Gosden also said "the whole game is opened up for us now because of the synthetic surfaces. ... It's a level playing field for us. It's neither dirt, it's neither turf. ... You're bringing them together with the introduction of synthetic tracks."
Two races after those remarks, Conduit, an Irish-bred colt that had raced only in England, won the $3 million Turf at almost 6-1. There was one race to go, time for Horse of the Year candidate Curlin's defense of his Classic title as the odds-on favorite in the $5 million race.
By this point, the Happy Handicapper's bankroll was in sad shape. His public selections had come up with just one winner (Midshipman in the Juvenile for a $9.20 payoff) and although he was hoping Curlin would give him a race to remember, he was ready to try to get even with a bet on Colonel John, who still owed him for not winning the Kentucky Derby.
He remembered the "Root for Curlin, but bet against him" headline over Andrew Beyer's column in the Daily Racing Form. And that's just what the H.H. was going to do with Colonel John.
But a few moments before post time, the scales fell from his eyes. He remembered those English guys and what they said. They might be right. The Europeans sure were having a good day. They'd won four of the first eight races. Maybe they did have three horses who could beat Curlin.
So when the H.H. went to the betting window, he made his planned win and place bets on Colonel John. But also bought $4 tickets on each of the English long shots --- Duke of Marmalade (No. 4), Henrythenavigator (5) and Raven's Pass (8) --- and boxed them in the exacta.
Like most everybody watching, his heart skipped a beat when Curlin made his big move on the far turn and took the lead at the top of the stretch. But it soon became apparent that Curlin was not going to pull away from the pack. As race announcer Pete Szymanski used to say at Buffalo Raceway, "Here they all come."

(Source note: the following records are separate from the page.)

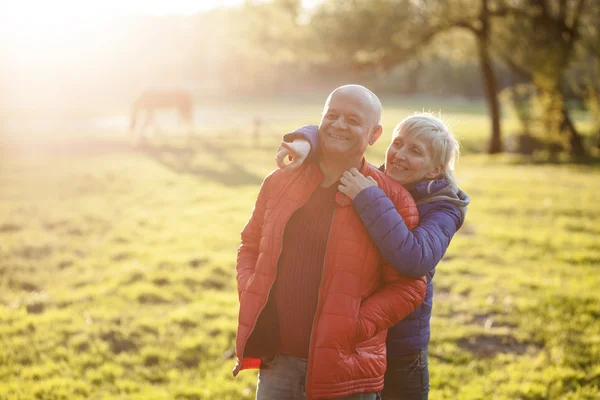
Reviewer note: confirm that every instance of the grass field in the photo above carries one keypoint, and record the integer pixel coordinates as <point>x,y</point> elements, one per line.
<point>117,271</point>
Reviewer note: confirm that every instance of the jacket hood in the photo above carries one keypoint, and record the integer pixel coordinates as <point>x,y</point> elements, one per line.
<point>444,189</point>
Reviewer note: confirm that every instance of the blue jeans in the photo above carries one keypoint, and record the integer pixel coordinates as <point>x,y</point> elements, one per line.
<point>407,377</point>
<point>284,379</point>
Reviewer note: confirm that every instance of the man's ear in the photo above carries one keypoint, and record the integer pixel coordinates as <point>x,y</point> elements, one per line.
<point>375,134</point>
<point>434,173</point>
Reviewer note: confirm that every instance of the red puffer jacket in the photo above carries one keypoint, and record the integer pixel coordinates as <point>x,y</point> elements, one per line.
<point>359,297</point>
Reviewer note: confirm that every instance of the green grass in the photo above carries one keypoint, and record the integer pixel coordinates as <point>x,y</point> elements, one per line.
<point>117,272</point>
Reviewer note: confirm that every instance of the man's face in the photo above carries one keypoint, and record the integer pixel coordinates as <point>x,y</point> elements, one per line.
<point>347,125</point>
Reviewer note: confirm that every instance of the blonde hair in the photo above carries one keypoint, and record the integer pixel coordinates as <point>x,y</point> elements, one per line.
<point>444,146</point>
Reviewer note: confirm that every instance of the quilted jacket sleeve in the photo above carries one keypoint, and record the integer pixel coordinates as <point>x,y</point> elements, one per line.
<point>249,248</point>
<point>393,302</point>
<point>398,296</point>
<point>412,253</point>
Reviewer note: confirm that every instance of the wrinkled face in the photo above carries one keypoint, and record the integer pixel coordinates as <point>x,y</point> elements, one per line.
<point>409,160</point>
<point>347,125</point>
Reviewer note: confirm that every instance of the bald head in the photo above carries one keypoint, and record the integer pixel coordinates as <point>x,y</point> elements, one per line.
<point>369,101</point>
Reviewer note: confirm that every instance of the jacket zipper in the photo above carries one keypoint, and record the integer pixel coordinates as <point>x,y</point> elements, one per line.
<point>276,270</point>
<point>310,348</point>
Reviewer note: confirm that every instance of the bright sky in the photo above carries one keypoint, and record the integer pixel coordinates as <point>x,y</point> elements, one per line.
<point>21,20</point>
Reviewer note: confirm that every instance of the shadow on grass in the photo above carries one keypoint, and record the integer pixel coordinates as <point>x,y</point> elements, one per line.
<point>181,161</point>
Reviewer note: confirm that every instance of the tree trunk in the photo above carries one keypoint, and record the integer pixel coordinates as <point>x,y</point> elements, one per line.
<point>490,83</point>
<point>576,147</point>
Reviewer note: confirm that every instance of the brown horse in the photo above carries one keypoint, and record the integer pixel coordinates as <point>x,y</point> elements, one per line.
<point>152,101</point>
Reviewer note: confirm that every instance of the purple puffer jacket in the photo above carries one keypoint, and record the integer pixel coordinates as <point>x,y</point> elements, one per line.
<point>442,209</point>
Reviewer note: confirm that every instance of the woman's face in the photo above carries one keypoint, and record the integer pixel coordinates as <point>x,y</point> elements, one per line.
<point>409,160</point>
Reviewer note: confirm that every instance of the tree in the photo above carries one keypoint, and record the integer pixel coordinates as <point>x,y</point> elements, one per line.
<point>539,41</point>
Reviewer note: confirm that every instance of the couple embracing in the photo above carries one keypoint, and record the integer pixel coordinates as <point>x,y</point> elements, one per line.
<point>339,255</point>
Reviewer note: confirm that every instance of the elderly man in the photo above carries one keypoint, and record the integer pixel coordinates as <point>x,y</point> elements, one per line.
<point>316,297</point>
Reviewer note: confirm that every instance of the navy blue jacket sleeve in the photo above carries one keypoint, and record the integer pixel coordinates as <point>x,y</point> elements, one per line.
<point>307,132</point>
<point>412,253</point>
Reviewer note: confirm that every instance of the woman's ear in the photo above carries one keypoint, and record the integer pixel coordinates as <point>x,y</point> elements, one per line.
<point>435,172</point>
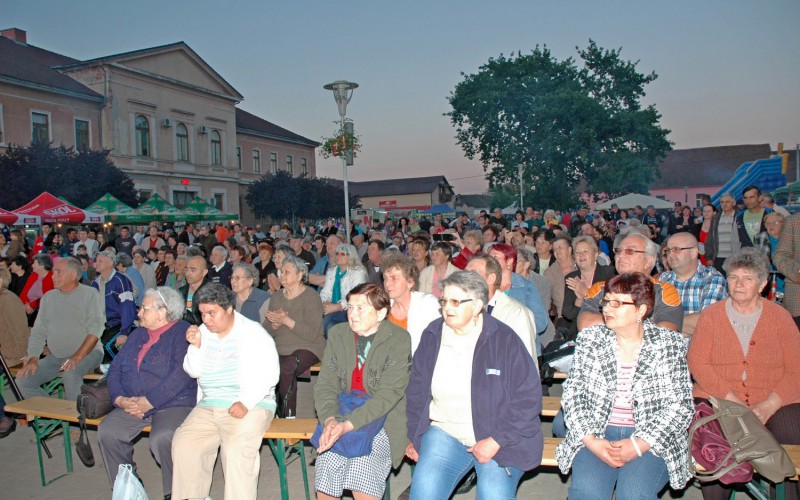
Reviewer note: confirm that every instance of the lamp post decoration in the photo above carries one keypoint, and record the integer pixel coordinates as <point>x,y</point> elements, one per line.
<point>342,93</point>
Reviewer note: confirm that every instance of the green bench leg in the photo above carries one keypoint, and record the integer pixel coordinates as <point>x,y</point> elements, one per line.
<point>43,427</point>
<point>281,451</point>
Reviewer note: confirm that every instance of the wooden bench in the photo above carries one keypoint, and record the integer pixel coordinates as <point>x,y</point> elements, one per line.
<point>549,460</point>
<point>47,414</point>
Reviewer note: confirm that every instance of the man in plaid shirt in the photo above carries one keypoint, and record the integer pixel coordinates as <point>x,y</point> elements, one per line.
<point>699,286</point>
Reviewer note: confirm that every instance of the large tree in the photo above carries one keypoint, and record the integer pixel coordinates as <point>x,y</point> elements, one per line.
<point>281,195</point>
<point>80,177</point>
<point>569,126</point>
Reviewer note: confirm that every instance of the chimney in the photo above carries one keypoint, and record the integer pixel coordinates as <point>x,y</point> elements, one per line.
<point>15,34</point>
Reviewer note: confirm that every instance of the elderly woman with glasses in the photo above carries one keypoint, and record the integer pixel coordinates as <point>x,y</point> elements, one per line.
<point>344,273</point>
<point>578,282</point>
<point>473,400</point>
<point>747,349</point>
<point>628,400</point>
<point>372,355</point>
<point>250,300</point>
<point>294,318</point>
<point>148,386</point>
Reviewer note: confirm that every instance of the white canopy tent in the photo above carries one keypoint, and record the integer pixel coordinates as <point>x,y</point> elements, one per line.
<point>630,200</point>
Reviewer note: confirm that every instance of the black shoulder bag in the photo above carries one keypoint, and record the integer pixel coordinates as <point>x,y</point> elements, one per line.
<point>94,401</point>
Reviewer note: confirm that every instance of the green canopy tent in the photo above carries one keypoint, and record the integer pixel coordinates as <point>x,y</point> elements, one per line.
<point>158,208</point>
<point>198,209</point>
<point>117,211</point>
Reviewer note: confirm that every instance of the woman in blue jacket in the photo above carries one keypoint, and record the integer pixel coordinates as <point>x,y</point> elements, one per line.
<point>473,399</point>
<point>148,386</point>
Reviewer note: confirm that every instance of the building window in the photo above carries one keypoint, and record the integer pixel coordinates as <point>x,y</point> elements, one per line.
<point>182,198</point>
<point>216,148</point>
<point>142,136</point>
<point>219,199</point>
<point>182,142</point>
<point>256,161</point>
<point>81,135</point>
<point>40,128</point>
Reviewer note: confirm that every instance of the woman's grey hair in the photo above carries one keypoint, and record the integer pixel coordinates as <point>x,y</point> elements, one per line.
<point>470,282</point>
<point>651,249</point>
<point>221,249</point>
<point>353,260</point>
<point>215,294</point>
<point>73,264</point>
<point>298,263</point>
<point>526,253</point>
<point>249,270</point>
<point>123,260</point>
<point>170,299</point>
<point>46,261</point>
<point>749,258</point>
<point>475,234</point>
<point>584,239</point>
<point>283,248</point>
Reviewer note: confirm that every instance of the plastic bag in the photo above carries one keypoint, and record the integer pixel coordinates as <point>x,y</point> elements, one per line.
<point>127,485</point>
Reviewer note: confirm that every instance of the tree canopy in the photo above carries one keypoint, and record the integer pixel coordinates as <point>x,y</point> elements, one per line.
<point>281,195</point>
<point>569,126</point>
<point>80,177</point>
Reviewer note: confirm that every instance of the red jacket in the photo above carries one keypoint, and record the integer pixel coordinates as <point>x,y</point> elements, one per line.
<point>47,285</point>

And come they did. By time the race was over, Raven's Pass (also trained by Gosden and ridden by Dettori) had won by 1 3/4 lengths with Henrythenavigator second. Curlin had faded to fourth.
Wow. Raven's Pass --- making his U.S. debut after 11 races in England --- paid $29 to win and the exacta combining the top two returned $159.50 for $1. The Handicapper's tickets were worth $217.50.
He flew to the cashier right after Dettori did another flying dismount.
"When I crossed the line, I didn't really know if it was true or a dream," Dettori said later. "But I realized straightaway it was true, and I'm delighted."
It certainly was a delightful day for England.
And also for the lucky one who got up early and met Englishmen in the parking lot.